For some this might make the U20 a non-starter. With compact devices of this type there is always a compromise to be made: clean audio might be paired with poor video quality and in this case it is the reverse. The two mics are placed either side of the lens housing, which probably explains the cause of the problem. Forewarned is forearmed they say, so with the U20 bear in mind that audio in quiet scenes may be compromised as a result.
There is no external mic socket which would have gone some way to eliminate these audio flaws. A good example of the audio quality indoors is in our BlackBerry Torch review, which you can find here (the review) or here (the YouTube video), with the focus not changing, you don't get the background clicking.
The U20 has a removable rechargeable battery and a power pack will let you charge the battery whilst it is in the camera, or via USB. You'll have to use the power pack if you want to take advantage of the time lapse capture option, as the battery only gives you 100 minutes, so you can hook up to the power and let it run all day for that Philip Bloom experience.
It takes SD cards so you can expand the memory as you see fit, making this a flexible pocket camcorder. The U20 is compact, measuring 15.6 x 52.5 x 104mm and weighing only 111g, so it is highly portable and pocketable.
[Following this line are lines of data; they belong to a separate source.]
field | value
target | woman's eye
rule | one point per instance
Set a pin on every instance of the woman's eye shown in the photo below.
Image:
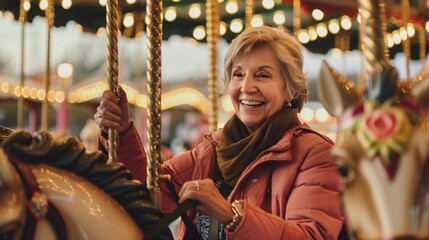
(237, 74)
(263, 75)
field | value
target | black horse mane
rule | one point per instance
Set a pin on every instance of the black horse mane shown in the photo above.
(69, 154)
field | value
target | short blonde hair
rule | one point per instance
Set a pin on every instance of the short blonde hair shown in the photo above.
(288, 51)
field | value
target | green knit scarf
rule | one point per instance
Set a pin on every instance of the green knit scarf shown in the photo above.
(238, 147)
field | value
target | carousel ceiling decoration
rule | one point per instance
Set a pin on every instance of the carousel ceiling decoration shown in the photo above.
(320, 25)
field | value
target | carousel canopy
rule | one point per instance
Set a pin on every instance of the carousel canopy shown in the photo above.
(324, 24)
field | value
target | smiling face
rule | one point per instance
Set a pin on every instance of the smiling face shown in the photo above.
(257, 86)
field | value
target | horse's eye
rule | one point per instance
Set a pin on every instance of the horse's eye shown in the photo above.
(346, 171)
(8, 231)
(8, 235)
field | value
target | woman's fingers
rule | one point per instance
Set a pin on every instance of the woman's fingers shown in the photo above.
(209, 199)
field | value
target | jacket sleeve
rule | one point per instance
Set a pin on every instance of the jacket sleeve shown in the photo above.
(197, 163)
(130, 152)
(313, 208)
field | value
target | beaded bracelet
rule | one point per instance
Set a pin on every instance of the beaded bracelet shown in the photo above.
(237, 208)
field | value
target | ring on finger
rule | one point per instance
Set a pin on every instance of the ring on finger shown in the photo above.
(197, 185)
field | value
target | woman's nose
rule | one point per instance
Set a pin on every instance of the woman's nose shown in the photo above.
(248, 84)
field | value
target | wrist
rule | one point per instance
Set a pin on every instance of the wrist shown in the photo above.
(238, 209)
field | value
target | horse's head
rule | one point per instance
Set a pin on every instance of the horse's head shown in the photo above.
(12, 197)
(12, 201)
(54, 189)
(382, 152)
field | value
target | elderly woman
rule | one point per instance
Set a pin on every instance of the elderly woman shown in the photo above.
(264, 175)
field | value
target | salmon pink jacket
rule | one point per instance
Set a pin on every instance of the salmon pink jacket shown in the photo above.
(291, 191)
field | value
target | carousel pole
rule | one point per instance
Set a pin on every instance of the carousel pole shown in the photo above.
(406, 43)
(112, 69)
(213, 18)
(422, 46)
(296, 16)
(22, 20)
(154, 42)
(372, 37)
(248, 13)
(384, 27)
(50, 15)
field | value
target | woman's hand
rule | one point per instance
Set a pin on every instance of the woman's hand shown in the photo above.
(209, 199)
(113, 113)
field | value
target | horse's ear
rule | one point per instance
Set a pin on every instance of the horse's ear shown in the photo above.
(420, 90)
(335, 91)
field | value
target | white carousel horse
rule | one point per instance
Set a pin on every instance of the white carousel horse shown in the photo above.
(382, 152)
(54, 190)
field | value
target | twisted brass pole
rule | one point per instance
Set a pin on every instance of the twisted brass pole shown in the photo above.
(248, 11)
(422, 45)
(154, 35)
(372, 38)
(296, 16)
(406, 43)
(112, 68)
(50, 15)
(22, 20)
(384, 27)
(213, 18)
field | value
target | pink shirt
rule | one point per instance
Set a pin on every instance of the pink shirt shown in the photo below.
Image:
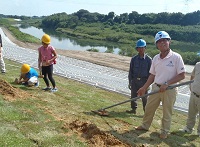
(167, 68)
(46, 53)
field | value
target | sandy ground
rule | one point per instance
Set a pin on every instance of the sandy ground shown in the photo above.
(105, 59)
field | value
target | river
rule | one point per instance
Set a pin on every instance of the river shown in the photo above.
(67, 43)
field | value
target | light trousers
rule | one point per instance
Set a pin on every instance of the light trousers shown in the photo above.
(194, 109)
(168, 99)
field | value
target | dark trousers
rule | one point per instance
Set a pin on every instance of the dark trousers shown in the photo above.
(48, 71)
(135, 86)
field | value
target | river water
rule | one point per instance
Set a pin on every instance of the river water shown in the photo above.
(64, 42)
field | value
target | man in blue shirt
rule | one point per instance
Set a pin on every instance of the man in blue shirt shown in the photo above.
(138, 73)
(29, 76)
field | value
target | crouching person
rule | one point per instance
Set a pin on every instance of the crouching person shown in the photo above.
(28, 77)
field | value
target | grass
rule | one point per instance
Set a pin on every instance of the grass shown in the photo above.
(47, 119)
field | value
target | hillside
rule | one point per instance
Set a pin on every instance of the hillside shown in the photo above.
(104, 59)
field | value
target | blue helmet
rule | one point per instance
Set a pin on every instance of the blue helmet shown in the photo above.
(141, 43)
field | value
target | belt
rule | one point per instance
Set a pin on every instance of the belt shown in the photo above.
(158, 84)
(196, 95)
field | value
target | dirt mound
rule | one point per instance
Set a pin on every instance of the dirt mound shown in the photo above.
(10, 93)
(95, 136)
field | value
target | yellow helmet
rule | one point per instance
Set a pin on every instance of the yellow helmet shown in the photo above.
(46, 39)
(25, 68)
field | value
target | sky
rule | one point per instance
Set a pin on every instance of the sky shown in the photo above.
(48, 7)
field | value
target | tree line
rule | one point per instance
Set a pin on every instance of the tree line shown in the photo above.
(125, 29)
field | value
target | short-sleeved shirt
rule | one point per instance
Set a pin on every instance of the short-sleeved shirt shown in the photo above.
(167, 68)
(139, 67)
(195, 86)
(32, 73)
(46, 53)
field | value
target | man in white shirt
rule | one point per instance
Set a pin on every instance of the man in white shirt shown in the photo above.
(167, 68)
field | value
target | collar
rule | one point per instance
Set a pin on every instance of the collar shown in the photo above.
(168, 55)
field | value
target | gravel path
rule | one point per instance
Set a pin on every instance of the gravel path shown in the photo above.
(93, 74)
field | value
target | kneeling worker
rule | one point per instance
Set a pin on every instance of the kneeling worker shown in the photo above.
(28, 77)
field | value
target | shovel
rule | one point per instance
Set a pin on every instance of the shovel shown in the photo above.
(103, 112)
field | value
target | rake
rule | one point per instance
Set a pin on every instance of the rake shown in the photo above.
(103, 112)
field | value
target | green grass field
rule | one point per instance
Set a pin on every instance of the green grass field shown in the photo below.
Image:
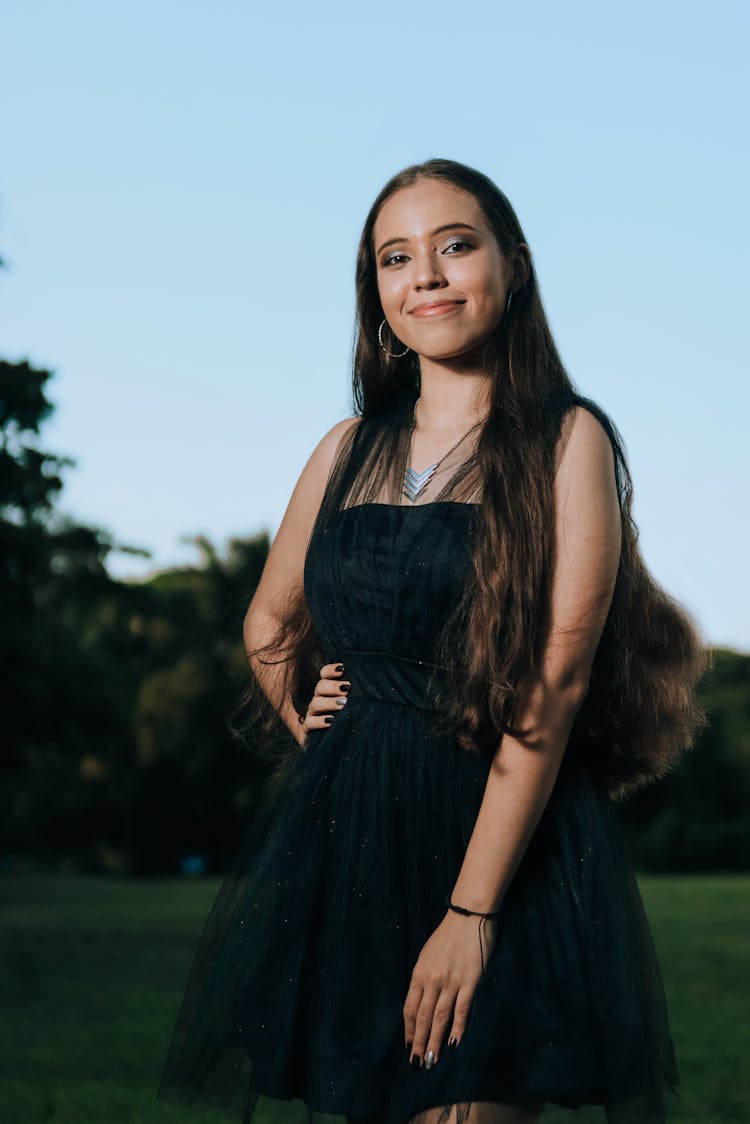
(91, 971)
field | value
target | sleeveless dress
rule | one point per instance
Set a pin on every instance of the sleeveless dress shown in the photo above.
(299, 980)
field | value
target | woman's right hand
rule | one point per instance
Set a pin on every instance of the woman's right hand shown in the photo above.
(328, 698)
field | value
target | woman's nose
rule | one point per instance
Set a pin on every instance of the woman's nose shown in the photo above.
(427, 272)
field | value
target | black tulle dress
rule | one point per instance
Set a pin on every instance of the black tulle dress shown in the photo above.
(300, 976)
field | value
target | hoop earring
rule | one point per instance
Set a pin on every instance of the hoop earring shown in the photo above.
(391, 354)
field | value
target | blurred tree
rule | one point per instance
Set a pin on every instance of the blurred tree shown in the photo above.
(51, 571)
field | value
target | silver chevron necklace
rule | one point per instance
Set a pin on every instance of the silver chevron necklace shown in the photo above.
(415, 482)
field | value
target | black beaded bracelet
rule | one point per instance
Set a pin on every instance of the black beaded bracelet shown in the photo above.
(472, 913)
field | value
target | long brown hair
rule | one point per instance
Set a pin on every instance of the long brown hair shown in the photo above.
(640, 712)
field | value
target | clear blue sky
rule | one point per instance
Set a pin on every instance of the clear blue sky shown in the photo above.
(181, 191)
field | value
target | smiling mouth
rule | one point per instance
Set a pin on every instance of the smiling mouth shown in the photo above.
(437, 309)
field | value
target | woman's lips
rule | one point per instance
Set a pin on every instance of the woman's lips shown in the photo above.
(437, 309)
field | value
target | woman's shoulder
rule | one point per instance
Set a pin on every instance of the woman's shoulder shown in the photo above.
(331, 446)
(585, 423)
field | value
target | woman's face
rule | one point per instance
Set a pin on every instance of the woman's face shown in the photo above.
(442, 277)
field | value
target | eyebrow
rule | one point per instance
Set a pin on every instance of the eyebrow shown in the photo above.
(440, 229)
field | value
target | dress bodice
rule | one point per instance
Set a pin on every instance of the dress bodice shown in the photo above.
(383, 577)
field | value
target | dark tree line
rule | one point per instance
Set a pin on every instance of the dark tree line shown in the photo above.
(116, 751)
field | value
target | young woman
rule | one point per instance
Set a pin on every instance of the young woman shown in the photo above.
(435, 916)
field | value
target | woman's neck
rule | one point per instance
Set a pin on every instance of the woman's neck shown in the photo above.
(449, 400)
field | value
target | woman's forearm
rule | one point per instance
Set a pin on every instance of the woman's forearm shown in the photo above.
(518, 786)
(258, 630)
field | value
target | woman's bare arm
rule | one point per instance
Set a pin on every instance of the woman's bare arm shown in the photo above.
(283, 570)
(587, 542)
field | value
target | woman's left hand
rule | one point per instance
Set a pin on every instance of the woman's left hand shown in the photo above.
(443, 982)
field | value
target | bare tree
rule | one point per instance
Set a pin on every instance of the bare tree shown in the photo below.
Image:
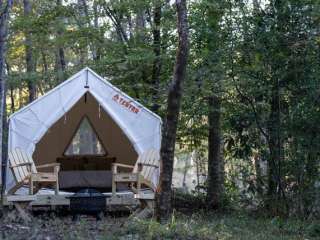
(215, 157)
(164, 206)
(5, 7)
(29, 58)
(156, 70)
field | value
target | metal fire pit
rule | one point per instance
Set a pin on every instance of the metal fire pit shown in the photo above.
(87, 201)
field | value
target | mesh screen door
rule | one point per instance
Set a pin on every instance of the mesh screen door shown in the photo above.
(85, 141)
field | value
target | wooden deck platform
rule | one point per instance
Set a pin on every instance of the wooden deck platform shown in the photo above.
(50, 200)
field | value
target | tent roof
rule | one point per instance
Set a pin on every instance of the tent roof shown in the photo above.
(29, 124)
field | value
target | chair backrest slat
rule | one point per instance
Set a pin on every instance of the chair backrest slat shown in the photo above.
(148, 157)
(17, 172)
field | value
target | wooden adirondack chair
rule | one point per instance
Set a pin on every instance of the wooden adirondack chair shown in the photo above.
(26, 173)
(142, 172)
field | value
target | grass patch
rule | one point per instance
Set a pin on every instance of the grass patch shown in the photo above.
(200, 225)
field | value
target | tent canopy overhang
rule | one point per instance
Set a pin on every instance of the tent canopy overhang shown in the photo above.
(109, 109)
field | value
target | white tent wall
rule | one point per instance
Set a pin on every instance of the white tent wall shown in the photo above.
(28, 125)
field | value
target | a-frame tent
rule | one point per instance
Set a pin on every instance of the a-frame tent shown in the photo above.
(45, 127)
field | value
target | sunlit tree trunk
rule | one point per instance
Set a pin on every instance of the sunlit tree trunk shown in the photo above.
(5, 7)
(156, 70)
(29, 57)
(164, 198)
(215, 157)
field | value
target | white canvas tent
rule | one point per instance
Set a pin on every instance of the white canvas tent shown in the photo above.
(126, 127)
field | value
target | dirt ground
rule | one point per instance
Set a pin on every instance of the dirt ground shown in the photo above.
(52, 227)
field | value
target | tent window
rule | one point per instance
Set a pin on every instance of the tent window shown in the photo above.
(85, 141)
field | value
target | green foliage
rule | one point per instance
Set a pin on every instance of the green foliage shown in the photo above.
(260, 57)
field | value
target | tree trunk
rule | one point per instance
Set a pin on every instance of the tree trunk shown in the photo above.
(5, 7)
(164, 198)
(29, 58)
(275, 188)
(215, 159)
(156, 70)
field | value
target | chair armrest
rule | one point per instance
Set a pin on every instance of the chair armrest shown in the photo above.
(48, 165)
(149, 165)
(21, 165)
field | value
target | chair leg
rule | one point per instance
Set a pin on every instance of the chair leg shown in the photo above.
(15, 188)
(139, 183)
(57, 188)
(114, 187)
(31, 186)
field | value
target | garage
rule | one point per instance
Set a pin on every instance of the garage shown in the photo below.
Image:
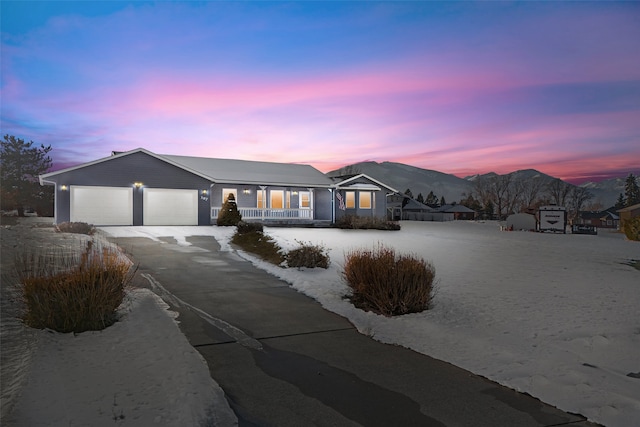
(165, 206)
(102, 205)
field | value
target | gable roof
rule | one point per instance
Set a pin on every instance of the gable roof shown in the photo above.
(411, 205)
(227, 171)
(454, 208)
(630, 208)
(343, 184)
(253, 172)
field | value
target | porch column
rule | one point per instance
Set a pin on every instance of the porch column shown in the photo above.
(263, 188)
(311, 202)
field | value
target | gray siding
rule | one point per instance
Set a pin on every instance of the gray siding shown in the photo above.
(379, 209)
(124, 172)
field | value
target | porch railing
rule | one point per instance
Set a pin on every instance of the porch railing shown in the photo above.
(258, 213)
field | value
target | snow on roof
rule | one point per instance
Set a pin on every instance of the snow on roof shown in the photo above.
(454, 208)
(228, 171)
(253, 172)
(342, 184)
(361, 186)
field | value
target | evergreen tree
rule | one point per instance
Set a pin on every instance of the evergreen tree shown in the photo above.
(229, 214)
(431, 199)
(631, 191)
(488, 209)
(21, 163)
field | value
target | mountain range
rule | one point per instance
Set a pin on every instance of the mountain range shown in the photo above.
(402, 177)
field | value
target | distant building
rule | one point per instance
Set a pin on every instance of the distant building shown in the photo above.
(629, 212)
(459, 211)
(600, 219)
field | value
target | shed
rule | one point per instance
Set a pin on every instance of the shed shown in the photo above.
(521, 221)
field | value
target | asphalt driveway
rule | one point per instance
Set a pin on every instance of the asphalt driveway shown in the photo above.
(283, 360)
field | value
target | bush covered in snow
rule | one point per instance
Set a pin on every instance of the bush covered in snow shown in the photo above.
(76, 227)
(308, 255)
(389, 284)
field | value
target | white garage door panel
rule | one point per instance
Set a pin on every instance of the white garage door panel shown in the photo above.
(164, 206)
(102, 205)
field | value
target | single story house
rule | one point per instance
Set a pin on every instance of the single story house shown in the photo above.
(360, 195)
(600, 219)
(459, 211)
(139, 187)
(401, 206)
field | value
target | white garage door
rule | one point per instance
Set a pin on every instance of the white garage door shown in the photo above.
(163, 206)
(102, 205)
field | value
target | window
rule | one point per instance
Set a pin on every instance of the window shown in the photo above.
(227, 191)
(305, 200)
(277, 199)
(365, 200)
(260, 199)
(350, 199)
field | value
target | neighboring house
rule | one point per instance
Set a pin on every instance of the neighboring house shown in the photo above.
(629, 212)
(521, 221)
(600, 219)
(458, 211)
(139, 187)
(401, 206)
(360, 195)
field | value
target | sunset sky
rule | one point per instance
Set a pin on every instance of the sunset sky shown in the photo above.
(457, 87)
We've been using the U20 for a number of videos, some shown here in this review, but we also used it to capture some hands-on time with new HTC phones at the launch event – you can find the footage in the First Look of the HTC Desire HD and Desire Z, or on YouTube.
Still capture is also possible and the quality is reasonable, although there is noticeable lag between pressing the button and capturing the image, and again, low light performance is poor.
The Samsung HMX-U20 isn't perfect, but it punches hard in one of the areas that matters: the video quality is above par for this type of device, with both autofocus and optical zoom a step above the normal fixed focus options. You aren't overwhelmed with options and those you do get make sense, so it is a really easy camera to use.
The downsides are that low light capture is noisy and in darkness the focus doesn't work. The lack of an external mic socket is a shame for those more interested in vlogging and quiet videos will have the background clicking as the autofocus hunts around. But for your average holiday videos or something to get some quality footage of the kids in the garden, then the Samsung HMX-U20 works well.